Singing together (Defects revealed by End-to-End tests):
| Defect | Description | Unit Test | E2E |
|---|---|---|---|
| Interface Mismatch | Inconsistent file path format | Missed | Caught |
| State Propagation | Export progress not sent back to UI via IPC | Missed | Caught |
| Resource Leak | Large file export handles not released | Missed | Caught |
| Permission Issue | Different permissions in packaged environment | Missed | Caught |
| Error Propagation | Service layer exceptions didn't reach UI layer | Missed | Caught |
All 5 defects were caught by end-to-end tests, while unit tests caught none. The cost was an increase in test time from 2 seconds to 15 seconds—completely acceptable in an agent workflow. No matter how well each part sings individually, it can't beat a full ensemble rehearsal.
Key Takeaways
- Unit tests are systematically blind to component boundary defects—their isolation design is exactly what prevents them from detecting interaction issues. Everyone singing correctly doesn't mean the choir isn't out of tune.

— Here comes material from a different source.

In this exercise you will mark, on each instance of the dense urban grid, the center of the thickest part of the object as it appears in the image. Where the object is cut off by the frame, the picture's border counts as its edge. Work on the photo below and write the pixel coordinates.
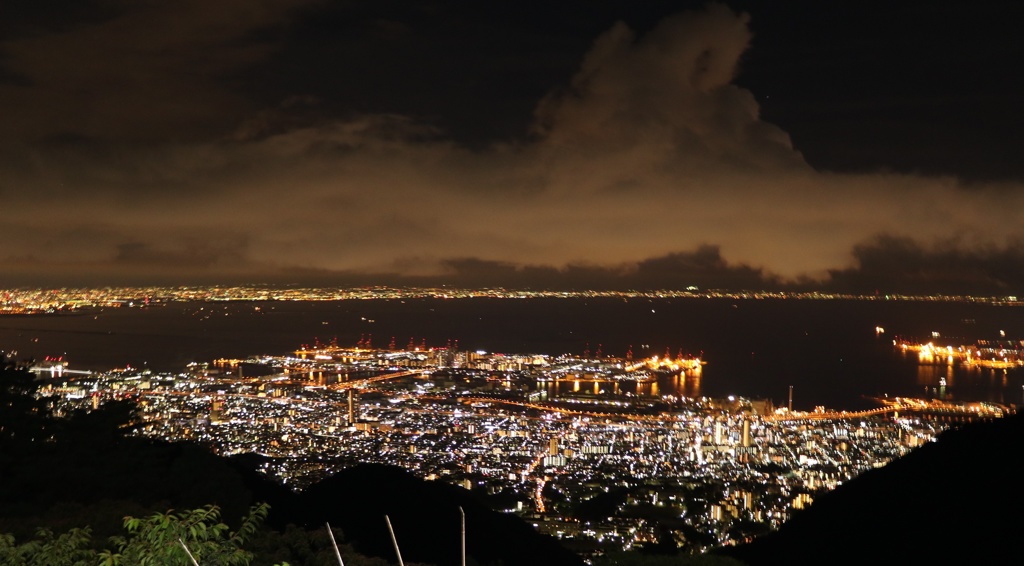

- End-to-end testing not only detects defects, it changes agent coding behavior—making it focus more on integration and boundaries.
- Architectural rules must be executable—not written in a document waiting to be read, but automatically checked on every commit.
- Error messages must be designed for agents—including specific steps on "how to fix it" to form a self-correcting loop.
- Review feedback promotion makes the harness automatically stronger—every category of captured defect becomes a permanent line of defense.
Further Reading
- How Google Tests Software - Whittaker et al. — The classic source of the Testing Pyramid model
- Harness Engineering - OpenAI — Engineering practices for automated execution of architectural constraints
- Chaos Engineering - Netflix (Basiri et al.) — Proactively injecting failures to verify system resilience
- QuickCheck - Claessen & Hughes — Property testing methodology, sitting between example testing and formal verification
Exercises
Cross-Component Defect Detection: Pick a modification task involving at least three components. First, run only unit tests and record the results, then run end-to-end tests. Analyze which type of cross-layer interaction issue each additionally discovered defect belongs to.
Architectural Rule Automation: Pick an architectural constraint from your project and turn it into an executable check (with an agent-oriented error message). Integrate it into the harness and verify its effectiveness with a baseline task.
Review Feedback Promotion: Find a recurring comment type from your code review history and convert it into an automated check using the five-step process. Compare the frequency of the issue before and after the promotion.